On the way home from New York City on that trip I’d stopped at a country inn in the Adirondack Mountains. I’d hung my wet riding gear to dry, taken a shower, and then learned from the woman down at reception that the nearest restaurant was eight miles away and that the kitchen closed in 20 minutes. I flew back upstairs, dressed to ride, and ran to the parking lot. I stood beside the bike, put my wet gloves back on, and thumbed the starter. But the bike wasn’t in neutral and didn’t require that the clutch be withdrawn to start. The bike jolted off its sidestand and I was jerked from my feet to my knees. I kept the bike up, but the force from falling in the rocky parking lot cut my knee badly.
I could feel the warmth of the blood running into my boot as I pulled onto the road, desperate to make the restaurant before closing. But within a few miles I made the decision to keep riding, right on past the restaurant, even if I made it in time, and even though a wet set of under-suit riding clothes was still hanging in the hotel room. I could feel the room key in my pocket against my leg (I mailed it back to the innkeeper, and he returned the riding gear laundered and neatly folded). The rain was still falling, the road was ominously dark and lonely, and the headlights of oncoming cars shot through my streaked visor and exploded into abstract patterns of light. As each car approached I slowed to a crawl and hugged the edge of the road until it passed.
I had passed the point of cold, of a yesterday, of a tomorrow. I followed the road unquestioningly, like a log adrift follows the current of the river. The only warmth was the blood running into my boot, though as the hours passed the flow slowed. There were no turns on Highway 3, or just a few turns, but I’d ridden this road before, in different times.

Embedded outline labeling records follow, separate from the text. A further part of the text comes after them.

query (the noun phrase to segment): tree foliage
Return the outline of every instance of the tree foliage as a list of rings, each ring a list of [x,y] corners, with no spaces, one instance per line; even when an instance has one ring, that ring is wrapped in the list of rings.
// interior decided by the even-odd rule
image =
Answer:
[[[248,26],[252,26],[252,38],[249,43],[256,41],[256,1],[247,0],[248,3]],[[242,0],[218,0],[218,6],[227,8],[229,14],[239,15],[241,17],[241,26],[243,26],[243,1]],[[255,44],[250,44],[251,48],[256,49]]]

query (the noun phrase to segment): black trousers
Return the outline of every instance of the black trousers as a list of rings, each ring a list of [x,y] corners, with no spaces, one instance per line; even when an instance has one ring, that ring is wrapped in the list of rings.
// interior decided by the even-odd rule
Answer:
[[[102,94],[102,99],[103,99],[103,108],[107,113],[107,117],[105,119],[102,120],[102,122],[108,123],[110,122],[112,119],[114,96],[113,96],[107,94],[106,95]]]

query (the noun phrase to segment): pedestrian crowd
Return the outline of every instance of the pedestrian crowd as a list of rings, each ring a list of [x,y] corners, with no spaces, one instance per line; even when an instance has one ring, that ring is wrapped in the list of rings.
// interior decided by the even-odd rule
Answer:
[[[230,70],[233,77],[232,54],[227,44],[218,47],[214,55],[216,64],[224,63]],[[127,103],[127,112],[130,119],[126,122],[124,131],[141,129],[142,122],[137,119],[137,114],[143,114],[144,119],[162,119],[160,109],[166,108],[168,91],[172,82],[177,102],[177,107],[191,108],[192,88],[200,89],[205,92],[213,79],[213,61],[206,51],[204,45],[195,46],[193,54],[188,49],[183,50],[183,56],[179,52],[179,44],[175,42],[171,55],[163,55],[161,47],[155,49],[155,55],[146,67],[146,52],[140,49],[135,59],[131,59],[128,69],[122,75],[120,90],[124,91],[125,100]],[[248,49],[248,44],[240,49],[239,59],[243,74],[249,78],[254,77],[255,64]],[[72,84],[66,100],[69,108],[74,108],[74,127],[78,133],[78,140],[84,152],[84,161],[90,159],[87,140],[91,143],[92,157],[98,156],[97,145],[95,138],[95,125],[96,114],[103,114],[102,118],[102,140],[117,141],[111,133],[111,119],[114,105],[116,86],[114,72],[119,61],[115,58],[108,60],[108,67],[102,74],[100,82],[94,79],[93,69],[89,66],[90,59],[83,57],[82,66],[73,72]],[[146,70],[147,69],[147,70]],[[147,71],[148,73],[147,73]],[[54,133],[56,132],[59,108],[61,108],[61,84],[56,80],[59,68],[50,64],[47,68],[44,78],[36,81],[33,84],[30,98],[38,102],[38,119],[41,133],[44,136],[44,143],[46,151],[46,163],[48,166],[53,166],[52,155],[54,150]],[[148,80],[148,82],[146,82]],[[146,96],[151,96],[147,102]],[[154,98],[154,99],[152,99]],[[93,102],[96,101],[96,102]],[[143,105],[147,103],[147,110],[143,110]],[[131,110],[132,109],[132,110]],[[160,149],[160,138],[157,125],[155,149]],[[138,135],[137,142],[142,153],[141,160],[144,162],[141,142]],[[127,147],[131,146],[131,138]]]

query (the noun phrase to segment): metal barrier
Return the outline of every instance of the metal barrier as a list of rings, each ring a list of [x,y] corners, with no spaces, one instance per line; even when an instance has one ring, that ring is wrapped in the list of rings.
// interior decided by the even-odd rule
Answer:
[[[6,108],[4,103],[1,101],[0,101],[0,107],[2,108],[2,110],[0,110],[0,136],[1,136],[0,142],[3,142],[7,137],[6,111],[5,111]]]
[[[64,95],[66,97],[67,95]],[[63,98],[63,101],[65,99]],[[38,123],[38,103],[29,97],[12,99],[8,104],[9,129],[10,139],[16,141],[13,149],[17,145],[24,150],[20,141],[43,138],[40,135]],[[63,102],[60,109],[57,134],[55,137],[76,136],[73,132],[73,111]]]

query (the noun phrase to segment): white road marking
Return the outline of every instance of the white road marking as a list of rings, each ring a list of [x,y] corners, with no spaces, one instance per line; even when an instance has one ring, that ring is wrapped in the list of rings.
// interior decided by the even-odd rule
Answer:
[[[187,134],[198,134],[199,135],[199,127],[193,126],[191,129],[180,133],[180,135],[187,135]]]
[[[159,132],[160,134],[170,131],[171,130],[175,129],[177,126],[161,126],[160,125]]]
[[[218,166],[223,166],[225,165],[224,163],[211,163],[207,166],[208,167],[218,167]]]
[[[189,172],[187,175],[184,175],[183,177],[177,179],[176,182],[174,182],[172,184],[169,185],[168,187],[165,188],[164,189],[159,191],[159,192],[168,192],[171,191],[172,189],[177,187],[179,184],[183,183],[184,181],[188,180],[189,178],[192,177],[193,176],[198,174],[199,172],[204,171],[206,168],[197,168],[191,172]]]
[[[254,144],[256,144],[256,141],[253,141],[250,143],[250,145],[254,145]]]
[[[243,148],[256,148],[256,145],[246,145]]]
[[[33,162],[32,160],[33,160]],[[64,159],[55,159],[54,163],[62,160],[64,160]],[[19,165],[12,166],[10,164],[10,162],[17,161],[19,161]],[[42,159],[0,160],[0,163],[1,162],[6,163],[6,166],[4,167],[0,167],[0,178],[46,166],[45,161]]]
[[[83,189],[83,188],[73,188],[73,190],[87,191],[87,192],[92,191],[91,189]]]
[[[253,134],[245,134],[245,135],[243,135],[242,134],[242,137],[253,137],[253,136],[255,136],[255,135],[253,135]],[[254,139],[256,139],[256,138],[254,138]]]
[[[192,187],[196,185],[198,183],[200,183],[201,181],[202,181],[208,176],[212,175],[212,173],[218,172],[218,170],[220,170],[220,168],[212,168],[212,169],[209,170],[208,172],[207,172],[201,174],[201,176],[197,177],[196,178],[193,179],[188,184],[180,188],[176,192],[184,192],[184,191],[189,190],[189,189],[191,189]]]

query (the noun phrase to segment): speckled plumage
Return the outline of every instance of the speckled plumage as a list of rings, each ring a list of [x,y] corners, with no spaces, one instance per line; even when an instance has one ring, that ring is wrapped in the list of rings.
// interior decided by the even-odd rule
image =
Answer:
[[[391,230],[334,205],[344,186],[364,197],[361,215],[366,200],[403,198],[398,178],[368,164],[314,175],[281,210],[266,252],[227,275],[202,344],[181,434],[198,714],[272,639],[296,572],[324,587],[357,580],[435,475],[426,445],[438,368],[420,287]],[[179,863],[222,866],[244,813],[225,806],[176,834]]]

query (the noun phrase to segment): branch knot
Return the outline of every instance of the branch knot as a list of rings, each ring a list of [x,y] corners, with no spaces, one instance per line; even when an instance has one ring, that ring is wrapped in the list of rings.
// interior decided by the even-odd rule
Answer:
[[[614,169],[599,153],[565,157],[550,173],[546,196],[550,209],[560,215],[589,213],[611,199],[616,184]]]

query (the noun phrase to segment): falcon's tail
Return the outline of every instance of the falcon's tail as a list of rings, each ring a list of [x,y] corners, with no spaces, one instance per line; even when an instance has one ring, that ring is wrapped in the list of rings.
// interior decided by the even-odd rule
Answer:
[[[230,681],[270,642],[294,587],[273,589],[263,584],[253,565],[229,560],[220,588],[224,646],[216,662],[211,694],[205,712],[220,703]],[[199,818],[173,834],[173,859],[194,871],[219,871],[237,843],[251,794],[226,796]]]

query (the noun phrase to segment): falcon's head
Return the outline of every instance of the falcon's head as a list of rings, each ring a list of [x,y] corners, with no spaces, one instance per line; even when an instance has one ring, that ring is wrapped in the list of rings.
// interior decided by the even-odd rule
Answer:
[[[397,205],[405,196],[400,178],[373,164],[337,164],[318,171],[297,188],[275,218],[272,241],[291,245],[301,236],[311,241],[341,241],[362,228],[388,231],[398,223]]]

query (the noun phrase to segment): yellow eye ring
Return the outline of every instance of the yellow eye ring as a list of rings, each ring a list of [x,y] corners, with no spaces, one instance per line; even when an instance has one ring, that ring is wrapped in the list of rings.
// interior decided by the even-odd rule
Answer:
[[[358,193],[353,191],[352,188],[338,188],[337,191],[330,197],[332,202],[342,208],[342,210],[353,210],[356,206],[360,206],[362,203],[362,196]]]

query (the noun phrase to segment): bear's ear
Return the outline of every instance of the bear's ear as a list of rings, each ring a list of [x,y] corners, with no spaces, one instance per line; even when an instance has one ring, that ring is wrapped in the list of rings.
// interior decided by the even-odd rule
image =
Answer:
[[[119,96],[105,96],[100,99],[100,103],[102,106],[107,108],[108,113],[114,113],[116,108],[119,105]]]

I passed a gas station, by then half collapsed, where on a ride with my father I’d stood waiting for the rain to pass many years before. So different it was now, all black, in the middle of the night. Eventually I came to a town—Watertown—my last chance for a room before the run to the Canadian border. It’s here that the thread of memory snaps. I had stood in the shower and watched the blood run down the drain and then slept until the maid hammered on my door the next day. Then I dressed and walked outside to a gloriously sunny and warm midday. The puddles had dried up. It was like the rain—or the night before—had never happened. Only the bike gave it away. It was filthy.
The magazine writer in me is irked that I didn’t incorporate the fuller story into the piece I wrote. But I’m more alarmed that I forgot—or chose not to remember—that night, on a trip that even now I can’t entirely unravel, that dark experience of a man in the midst of unraveling. I don’t have the hard evidence to convince a non-rider that nights like that can only happen on a motorcycle, but those of you that have been toughened up and softened up because of what you’ve lived through know that travel by motorcycle pulls you from the dark back to the light. Every single time.